Tendulkar and Laxman were both members of the CAC earlier, while also being involved in different capacities with IPL franchises Mumbai Indians and Sunrisers Hyderabad respectively. Separately, there was a conflict of interest complaint against former captain Sourav Ganguly, the third member of that CAC panel, who is president of the Cricket Association of Bengal, mentor of Delhi Capitals in the IPL, while also being a TV commentator.
Laxman and Ganguly were found to be in conflict in June. However, Jain ruled there was no issue of conflict against Tendulkar, after the latter submitted that he had decided not to be part of any BCCI committee, and had informed the board about it.
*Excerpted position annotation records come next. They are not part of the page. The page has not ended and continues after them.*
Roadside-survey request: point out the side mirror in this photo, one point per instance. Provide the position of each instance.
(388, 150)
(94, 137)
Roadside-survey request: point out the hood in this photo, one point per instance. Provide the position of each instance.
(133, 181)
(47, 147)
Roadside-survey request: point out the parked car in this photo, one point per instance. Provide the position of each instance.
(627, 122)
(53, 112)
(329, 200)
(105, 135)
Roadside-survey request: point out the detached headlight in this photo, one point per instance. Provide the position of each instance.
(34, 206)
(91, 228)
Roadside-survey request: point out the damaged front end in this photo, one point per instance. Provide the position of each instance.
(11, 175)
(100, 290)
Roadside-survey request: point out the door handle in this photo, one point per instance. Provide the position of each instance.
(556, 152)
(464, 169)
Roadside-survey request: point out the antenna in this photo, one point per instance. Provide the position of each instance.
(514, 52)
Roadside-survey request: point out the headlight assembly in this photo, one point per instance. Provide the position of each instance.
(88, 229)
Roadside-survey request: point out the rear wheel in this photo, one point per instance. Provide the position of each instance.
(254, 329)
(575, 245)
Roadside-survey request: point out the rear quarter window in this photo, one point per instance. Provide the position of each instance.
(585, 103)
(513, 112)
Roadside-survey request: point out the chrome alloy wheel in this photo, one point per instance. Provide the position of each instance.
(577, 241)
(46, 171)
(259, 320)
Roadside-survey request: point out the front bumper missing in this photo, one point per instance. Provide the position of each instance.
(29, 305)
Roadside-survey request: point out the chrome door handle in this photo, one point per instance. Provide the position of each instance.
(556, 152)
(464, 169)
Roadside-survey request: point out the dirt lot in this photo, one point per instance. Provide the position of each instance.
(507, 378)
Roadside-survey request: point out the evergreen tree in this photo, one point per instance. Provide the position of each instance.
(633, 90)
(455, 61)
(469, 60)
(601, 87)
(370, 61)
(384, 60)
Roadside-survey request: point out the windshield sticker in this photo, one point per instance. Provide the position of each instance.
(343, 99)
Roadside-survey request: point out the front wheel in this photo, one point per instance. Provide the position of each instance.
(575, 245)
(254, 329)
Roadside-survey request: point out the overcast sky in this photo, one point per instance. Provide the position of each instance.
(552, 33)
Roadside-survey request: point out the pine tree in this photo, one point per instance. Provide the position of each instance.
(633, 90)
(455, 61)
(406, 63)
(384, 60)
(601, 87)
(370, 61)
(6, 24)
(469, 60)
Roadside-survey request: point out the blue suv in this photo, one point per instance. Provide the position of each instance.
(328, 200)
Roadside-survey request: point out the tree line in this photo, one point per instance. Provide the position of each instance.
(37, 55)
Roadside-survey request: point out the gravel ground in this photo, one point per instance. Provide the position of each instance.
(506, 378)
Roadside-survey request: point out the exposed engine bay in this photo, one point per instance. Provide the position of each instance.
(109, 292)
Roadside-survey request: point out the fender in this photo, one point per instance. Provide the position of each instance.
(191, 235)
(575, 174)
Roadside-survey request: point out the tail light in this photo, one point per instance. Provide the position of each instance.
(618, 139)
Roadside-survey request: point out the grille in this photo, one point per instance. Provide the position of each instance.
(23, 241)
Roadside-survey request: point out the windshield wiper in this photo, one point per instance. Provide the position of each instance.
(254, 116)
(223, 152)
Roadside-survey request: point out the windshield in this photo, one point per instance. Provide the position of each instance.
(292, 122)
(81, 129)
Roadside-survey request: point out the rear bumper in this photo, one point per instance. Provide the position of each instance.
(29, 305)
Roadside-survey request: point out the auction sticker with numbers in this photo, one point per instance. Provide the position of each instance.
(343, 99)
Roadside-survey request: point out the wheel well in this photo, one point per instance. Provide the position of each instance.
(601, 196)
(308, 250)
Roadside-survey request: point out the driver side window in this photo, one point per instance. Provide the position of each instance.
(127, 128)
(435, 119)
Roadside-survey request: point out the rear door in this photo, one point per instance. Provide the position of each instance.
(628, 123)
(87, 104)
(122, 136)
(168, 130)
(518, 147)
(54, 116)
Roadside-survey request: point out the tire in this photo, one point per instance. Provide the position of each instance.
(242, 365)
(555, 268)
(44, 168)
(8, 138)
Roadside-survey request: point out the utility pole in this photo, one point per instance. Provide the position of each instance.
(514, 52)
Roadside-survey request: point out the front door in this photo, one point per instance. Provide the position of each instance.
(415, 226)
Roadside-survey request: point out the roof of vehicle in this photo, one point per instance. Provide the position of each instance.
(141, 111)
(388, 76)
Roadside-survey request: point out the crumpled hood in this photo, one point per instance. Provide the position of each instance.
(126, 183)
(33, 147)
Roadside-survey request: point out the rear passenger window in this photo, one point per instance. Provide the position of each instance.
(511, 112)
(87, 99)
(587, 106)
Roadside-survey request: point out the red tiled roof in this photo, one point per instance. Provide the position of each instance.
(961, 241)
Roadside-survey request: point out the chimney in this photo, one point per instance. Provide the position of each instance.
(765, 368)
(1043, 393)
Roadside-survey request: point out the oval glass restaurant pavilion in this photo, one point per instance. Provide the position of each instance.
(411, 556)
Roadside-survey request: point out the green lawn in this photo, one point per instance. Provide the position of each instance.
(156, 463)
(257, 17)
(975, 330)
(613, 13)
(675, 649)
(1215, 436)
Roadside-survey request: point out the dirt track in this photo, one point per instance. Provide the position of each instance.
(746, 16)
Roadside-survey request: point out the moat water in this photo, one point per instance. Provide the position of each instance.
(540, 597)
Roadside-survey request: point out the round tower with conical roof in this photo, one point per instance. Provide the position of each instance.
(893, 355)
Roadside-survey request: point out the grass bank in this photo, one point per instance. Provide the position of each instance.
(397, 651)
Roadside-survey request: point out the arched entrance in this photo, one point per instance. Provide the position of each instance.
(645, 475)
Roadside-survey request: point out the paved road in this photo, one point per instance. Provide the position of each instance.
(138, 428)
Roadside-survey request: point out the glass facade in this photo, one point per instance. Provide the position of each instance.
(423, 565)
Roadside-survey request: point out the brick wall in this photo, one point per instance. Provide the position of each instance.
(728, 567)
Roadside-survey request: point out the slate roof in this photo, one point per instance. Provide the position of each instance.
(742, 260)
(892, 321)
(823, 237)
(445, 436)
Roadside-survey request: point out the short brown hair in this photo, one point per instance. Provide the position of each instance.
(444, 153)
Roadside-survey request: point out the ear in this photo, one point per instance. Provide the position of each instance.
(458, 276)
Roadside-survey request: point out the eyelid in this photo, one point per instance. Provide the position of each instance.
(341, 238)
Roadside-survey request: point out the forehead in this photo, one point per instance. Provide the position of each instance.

As a result, the body was made defunct before being reconstituted with Kapil, Rangaswamy and Gaekwad.
As such, Rule 38 (4) of the BCCI constitution prevents individuals from holding more than one of 16 posts, which are listed therein. These are: Player (current), selector/member of cricket committee, team official, commentator, match official, administrator/office bearer, electoral officer, ombudsman & ethics officer, auditor, any person who is governance, management or employee of a franchisee, member of a standing committee, CEO & managers, office Bearer of a Member (state association), service provider (legal, financial etc.), contractual entity (broadcast, security, contractor etc.) and owner of cricket academy.
As for the Kapil-Rangaswamy-Gaekwad panel, the question of conflict came up because Kapil is also part of the steering committee on the newly formed Indian Cricketers' Association (ICA) where he is also one of directors. Incidentally, the ICA is funded by the BCCI. Kapil also works as an expert for Indian television channels. As for Gaekwad, it is alleged that in addition to working as a pundit on television channels, he is also part of the BCCI's Member Affiliation Committee, a sub-committee which grants membership to state associations. Gaekwad, too, is part of the ICA's steering group, as is Rangaswamy, who is also an ICA director.
The three of them, however, have been cleared and tasked with picking the next head coach of the senior Indian men's team. The decision is expected by mid-August.